Per non parlare dei Dpcm coi quali ci hanno tolto ogni libertà di movimento costituzionale senza darci in cambio la soluzione generale. Una privazione grave, in larga parte inutile, perché la gestione delle chiusure ha seguito la scriteriatezza di tutto il resto: una serie di sbagli e prese in giro. Per non dire che, nel mentre di queste scelleratezze di politica economica, per bruciare 160 miliardi inutilmente, i giallorossi hanno continuato a litigare per i posti e le poltrone in un modo vergognoso. Lo ha detto al mondo Zingaretti all’atto delle dimissioni, l’Italia è il Paese dell’oblio di tutto quello che succede ed è successo nella sinistra comunista. Da noi c’è l’oblio dei crimini di Palmiro Togliatti, degli applausi del Partito Comunista italiano ai morti e ai carri d’Ungheria, dei soldi al Pci dalla Russia che era nemica, del triangolo e della Gladio rossa anticostituzionale. C’è l’oblio dei compagni che sbagliavano, degli abbracci e baci coi dittatori comunisti razzisti antisemiti più spietati, c’è l’oblio di Tangentopoli e dei reati del Pci archiviati, c’è l’oblio su “La toga rossa” di Francesco Misiani, come su quello che si è letto sulla sinistra circa il caso di Luca Palamara.
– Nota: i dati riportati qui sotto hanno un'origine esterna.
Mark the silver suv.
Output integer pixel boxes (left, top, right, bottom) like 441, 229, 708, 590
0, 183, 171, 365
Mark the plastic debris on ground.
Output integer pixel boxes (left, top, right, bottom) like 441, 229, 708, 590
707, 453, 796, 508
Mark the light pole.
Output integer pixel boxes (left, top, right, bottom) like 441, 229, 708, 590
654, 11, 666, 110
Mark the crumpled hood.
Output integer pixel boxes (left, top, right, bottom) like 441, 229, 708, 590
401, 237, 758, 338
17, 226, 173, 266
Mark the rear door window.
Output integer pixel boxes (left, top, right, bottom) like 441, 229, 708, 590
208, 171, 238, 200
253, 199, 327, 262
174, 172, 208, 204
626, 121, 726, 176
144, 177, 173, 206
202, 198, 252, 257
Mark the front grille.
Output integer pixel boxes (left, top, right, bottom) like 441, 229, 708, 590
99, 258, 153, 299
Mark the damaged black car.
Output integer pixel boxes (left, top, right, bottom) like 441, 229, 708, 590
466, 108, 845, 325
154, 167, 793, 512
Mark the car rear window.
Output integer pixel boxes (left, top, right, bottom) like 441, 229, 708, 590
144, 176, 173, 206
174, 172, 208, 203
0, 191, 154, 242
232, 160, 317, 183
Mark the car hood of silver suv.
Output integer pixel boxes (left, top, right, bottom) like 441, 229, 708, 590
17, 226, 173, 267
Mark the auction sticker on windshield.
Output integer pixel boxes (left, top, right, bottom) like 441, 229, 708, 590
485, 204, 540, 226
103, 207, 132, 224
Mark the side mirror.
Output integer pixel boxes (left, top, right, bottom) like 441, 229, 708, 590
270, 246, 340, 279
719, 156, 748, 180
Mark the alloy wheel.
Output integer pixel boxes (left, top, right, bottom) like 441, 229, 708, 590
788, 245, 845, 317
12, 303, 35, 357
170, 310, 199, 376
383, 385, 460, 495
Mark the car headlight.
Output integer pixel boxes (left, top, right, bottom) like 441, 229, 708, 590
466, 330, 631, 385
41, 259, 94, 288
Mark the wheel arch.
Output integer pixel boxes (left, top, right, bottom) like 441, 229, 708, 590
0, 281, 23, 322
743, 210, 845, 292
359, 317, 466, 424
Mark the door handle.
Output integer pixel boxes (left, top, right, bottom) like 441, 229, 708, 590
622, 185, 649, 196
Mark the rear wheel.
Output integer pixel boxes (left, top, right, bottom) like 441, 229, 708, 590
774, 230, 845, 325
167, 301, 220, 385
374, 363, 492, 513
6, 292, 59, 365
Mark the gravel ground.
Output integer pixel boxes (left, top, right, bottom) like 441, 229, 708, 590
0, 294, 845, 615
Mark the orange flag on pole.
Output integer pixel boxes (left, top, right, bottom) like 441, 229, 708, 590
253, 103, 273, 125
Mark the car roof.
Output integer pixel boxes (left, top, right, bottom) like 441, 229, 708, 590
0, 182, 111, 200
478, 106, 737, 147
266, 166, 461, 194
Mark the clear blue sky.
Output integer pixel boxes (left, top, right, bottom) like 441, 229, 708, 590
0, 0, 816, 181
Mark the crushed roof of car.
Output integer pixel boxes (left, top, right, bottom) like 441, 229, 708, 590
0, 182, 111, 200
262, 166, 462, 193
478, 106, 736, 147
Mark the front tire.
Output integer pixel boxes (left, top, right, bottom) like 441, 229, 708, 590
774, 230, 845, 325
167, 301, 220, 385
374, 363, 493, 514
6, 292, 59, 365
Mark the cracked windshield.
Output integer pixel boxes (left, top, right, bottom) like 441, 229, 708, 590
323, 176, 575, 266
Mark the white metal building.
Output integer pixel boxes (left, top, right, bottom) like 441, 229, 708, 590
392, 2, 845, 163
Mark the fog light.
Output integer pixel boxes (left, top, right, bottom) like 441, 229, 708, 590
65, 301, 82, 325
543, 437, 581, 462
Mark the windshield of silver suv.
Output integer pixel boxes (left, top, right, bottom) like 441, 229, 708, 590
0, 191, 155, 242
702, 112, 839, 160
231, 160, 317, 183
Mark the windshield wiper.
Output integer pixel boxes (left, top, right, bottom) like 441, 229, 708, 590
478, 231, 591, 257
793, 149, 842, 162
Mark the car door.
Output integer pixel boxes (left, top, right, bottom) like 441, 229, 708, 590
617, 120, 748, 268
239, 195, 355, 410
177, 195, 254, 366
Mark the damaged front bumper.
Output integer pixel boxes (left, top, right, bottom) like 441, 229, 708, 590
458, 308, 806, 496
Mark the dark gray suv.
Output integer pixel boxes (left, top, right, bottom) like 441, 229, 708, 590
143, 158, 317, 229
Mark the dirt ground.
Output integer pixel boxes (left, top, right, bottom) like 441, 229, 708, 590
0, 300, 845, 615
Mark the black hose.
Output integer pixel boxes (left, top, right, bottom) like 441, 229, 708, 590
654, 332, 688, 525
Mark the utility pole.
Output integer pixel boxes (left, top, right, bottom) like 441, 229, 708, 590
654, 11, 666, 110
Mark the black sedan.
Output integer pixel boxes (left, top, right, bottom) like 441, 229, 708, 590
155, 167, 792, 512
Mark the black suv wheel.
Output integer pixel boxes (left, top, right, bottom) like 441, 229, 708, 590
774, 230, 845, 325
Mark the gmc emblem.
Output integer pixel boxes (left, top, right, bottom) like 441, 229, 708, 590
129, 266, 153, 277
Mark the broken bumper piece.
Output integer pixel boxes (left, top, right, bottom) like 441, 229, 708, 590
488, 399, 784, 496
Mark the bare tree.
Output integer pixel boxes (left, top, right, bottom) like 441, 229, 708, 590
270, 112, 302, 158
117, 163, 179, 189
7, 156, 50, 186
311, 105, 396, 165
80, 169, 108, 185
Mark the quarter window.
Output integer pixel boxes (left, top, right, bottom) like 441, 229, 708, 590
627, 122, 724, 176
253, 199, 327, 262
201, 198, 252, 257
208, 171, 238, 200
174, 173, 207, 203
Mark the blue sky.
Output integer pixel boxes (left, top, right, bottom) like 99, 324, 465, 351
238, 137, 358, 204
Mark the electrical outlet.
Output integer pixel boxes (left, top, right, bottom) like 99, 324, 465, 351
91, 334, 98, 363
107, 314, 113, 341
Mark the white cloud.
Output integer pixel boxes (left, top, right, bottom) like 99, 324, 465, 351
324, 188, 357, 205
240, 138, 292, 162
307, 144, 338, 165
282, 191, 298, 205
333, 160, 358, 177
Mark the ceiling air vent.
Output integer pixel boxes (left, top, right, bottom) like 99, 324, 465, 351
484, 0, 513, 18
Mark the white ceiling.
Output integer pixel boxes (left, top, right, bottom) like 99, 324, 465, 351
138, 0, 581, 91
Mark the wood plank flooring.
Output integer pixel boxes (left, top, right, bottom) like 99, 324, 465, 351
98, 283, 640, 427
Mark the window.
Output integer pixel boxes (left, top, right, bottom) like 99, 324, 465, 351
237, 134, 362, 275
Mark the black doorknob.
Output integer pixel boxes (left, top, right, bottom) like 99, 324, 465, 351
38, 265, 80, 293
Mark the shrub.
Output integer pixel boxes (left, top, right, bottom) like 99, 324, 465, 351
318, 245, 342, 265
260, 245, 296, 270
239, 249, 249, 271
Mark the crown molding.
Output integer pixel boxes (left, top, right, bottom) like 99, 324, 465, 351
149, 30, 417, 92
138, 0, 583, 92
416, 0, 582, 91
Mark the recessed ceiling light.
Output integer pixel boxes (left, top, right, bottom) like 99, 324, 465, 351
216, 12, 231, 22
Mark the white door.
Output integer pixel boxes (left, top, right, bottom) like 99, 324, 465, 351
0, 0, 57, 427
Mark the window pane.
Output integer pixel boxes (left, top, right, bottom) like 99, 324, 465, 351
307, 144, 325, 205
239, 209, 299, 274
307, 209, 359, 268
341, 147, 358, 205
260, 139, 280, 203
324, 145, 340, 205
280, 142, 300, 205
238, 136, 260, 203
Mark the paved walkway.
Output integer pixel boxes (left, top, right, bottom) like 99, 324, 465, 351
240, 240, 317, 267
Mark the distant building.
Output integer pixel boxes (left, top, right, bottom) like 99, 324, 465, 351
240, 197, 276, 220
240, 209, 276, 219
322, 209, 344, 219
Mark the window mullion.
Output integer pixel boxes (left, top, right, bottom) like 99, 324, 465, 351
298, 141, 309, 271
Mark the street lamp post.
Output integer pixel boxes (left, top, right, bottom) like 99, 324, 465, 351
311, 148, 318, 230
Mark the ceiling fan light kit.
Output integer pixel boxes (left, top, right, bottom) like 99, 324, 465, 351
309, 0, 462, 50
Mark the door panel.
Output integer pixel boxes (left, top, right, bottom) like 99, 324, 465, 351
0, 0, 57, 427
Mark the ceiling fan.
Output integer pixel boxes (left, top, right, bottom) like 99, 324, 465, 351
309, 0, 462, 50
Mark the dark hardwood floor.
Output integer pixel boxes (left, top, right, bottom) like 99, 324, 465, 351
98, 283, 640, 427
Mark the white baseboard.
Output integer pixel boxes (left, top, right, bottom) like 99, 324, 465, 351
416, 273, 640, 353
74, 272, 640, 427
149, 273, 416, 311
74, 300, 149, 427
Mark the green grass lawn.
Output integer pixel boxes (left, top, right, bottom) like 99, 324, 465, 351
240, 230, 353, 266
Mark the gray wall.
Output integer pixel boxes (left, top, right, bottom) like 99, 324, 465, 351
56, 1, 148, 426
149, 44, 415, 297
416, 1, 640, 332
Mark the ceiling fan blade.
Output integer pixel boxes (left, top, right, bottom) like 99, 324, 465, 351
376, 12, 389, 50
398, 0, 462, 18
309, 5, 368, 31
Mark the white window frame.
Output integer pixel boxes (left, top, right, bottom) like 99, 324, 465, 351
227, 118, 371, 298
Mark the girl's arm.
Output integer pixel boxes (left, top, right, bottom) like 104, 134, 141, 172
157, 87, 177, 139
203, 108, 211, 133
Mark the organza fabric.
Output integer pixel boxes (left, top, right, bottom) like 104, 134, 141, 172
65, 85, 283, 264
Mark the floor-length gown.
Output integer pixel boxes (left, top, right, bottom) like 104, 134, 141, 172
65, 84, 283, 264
Insomma, sulle nefandezze vergognose del comunismo e della sinistra comunista di cui il Partito Democratico è erede ma in parte sodale, perché molti di quelli di allora ci sono pure ora, cala l’oblio. Non se ne parla perché è passato, mentre sul resto è tormentone eterno. Tanto è vero che da noi basta essere intellettualmente onesti, avere un pensiero alternativo alla sinistra, basta non essere un radical chic, contrastare lo ius soli o lo statalismo e l’assistenzialismo dissennato, basta essere critici con l’Europa franco-tedesca ipocrita e autoritaria, per essere bollati come fascisti, pericolosi eversori, razzisti e così via. Allora è bene ricordare tutto, ricordare perché abbiano chiamato “santo” Mario Draghi, perché è stato cacciato Domenico Arcuri, perché si è arrivati al lumicino, perché siamo ridotti allo sbando, perché gli sbarchi sono ripresi in modo esponenziale, perché la Cina si sta comprando tutta l’Italia, mentre noi gli compriamo i monopattini e i banchi con le ruote.

È bene ricordare perché è stato fatto fuori Silvio Berlusconi e l’ultimo Governo voluto dagli elettori, perché contro Matteo Salvini sono stati montati processi ridicoli evanescenti, perché non ci hanno fatto votare, perché in Italia si impedisce l’opzione di destra liberale. Ricordiamo tutto mentre, giustamente, invochiamo “forza Draghi”. Evviva la democrazia, evviva l’Italia e il suo futuro. Evviva il libero pensiero pluralista garantista e solidale. Evviva l’onesta intellettuale, abbasso il fascismo e il comunismo.